Dr Tianqing Zhu, who teaches in Deakin’s School of Information Technology, said the case was a lesson that in the current ‘big data’ era, intelligent tools could reveal more personal information than many users anticipated.

But Dr Zhu said harvesting data from social media accounts currently occupied a legal grey area.

“The Cambridge Analytica case raises two issues where there is no firm legislation or policy, first the extent to which users are clearly informed about how their data will be used, and the second how this data is extrapolated to include other information available on the web,” she said.

“The case shows harvested data can be linked to other existing data to dig out more private information that users never knew they were giving away.

“And it certainly demonstrates that a new privacy model is long overdue, one that can be applied by the government to secure the contemporary dynamic cyberspace.”

This month it was reported data analytics company Cambridge Analytica had tapped the Facebook profiles of more than 50 million users without their consent or knowledge four years ago.

The company collaborated with the developer of a Facebook ‘personality quiz’, which collected the profile information of those who downloaded the app, as well as information from their friends’ profiles. This data was then used for large-scale psychological profiling to help target political messages for the 2016 Trump campaign.
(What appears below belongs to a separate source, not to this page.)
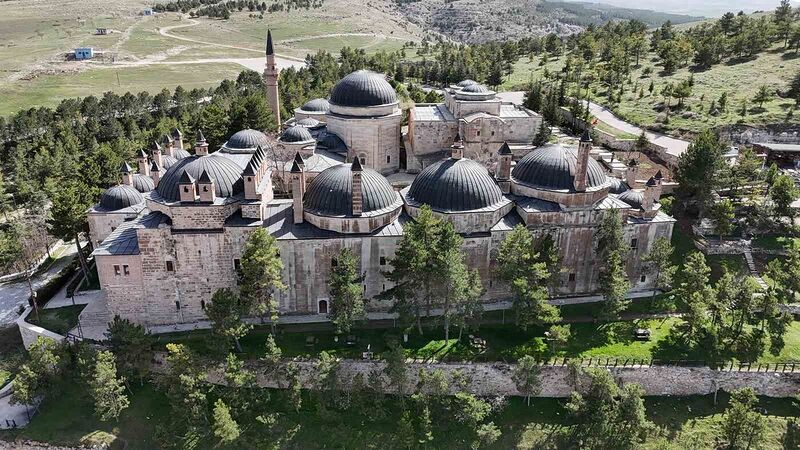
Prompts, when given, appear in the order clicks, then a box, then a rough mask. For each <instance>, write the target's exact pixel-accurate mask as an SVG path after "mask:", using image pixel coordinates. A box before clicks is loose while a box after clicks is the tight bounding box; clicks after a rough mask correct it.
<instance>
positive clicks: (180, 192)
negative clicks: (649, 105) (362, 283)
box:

Dr Zhu said there were ways to share insightful data while protecting individual privacy, but they needed to be better supported through government regulation.

“We have plenty of techniques to preserve privacy, such as data encryption, data anonymity and differential privacy,” she said.

“But they can threaten the bottom lines of big companies like Facebook, so the incentive for these companies to use them just isn’t there, and that lack of motivation leads to harmful results for users and customers.”

Dr Zhu said regulations should be introduced so all data collected through social media was protected by privacy preservation methods, and any individual could not be identified from the protected data.

“That means for Facebook, rather than sharing raw data and users’ individual information with others, it could share aggregate information or patterns,” she said.

“This would make the data slightly less accurate, so less lucrative to on-sell, but it would protect users’ personal data far better. Tech companies like Apple are already using this method.

“Like Facebook, Apple also collects users’ data for analytics, but Apple applies privacy preserving technical tools to avoid privacy violations. This adds ‘noise’ to the data that has been collected from users, so individual personal information cannot be identified.”

Dr Zhu said customers could buy this aggregate data from Facebook (or similar tech companies), with the requirement they were clear upfront what this data would be used for, and were responsible for ensuring the data was obtained in a legal way.

“In addition, these customers should not be able to extend that data by extracting out the identities behind the data. Currently there is no policy that covers that, so we must design and propose new policies to ensure this is enforced.

“And it’s critical the government steps in and enforces rules and penalties to make these companies comply. There has to be some financial incentive for these tech companies, and I think measures like significant fines would ensure privacy preserving tools are properly implemented.”

For individual social media users, Dr Zhu said there was no need to panic, but instead pay more attention to the privacy protection fine print.

“Privacy breaches are everywhere, they’ve been happening long before the internet, and won’t stop no matter what measures we take. But governments, companies, researchers, and ordinary users can all work together to improve security.”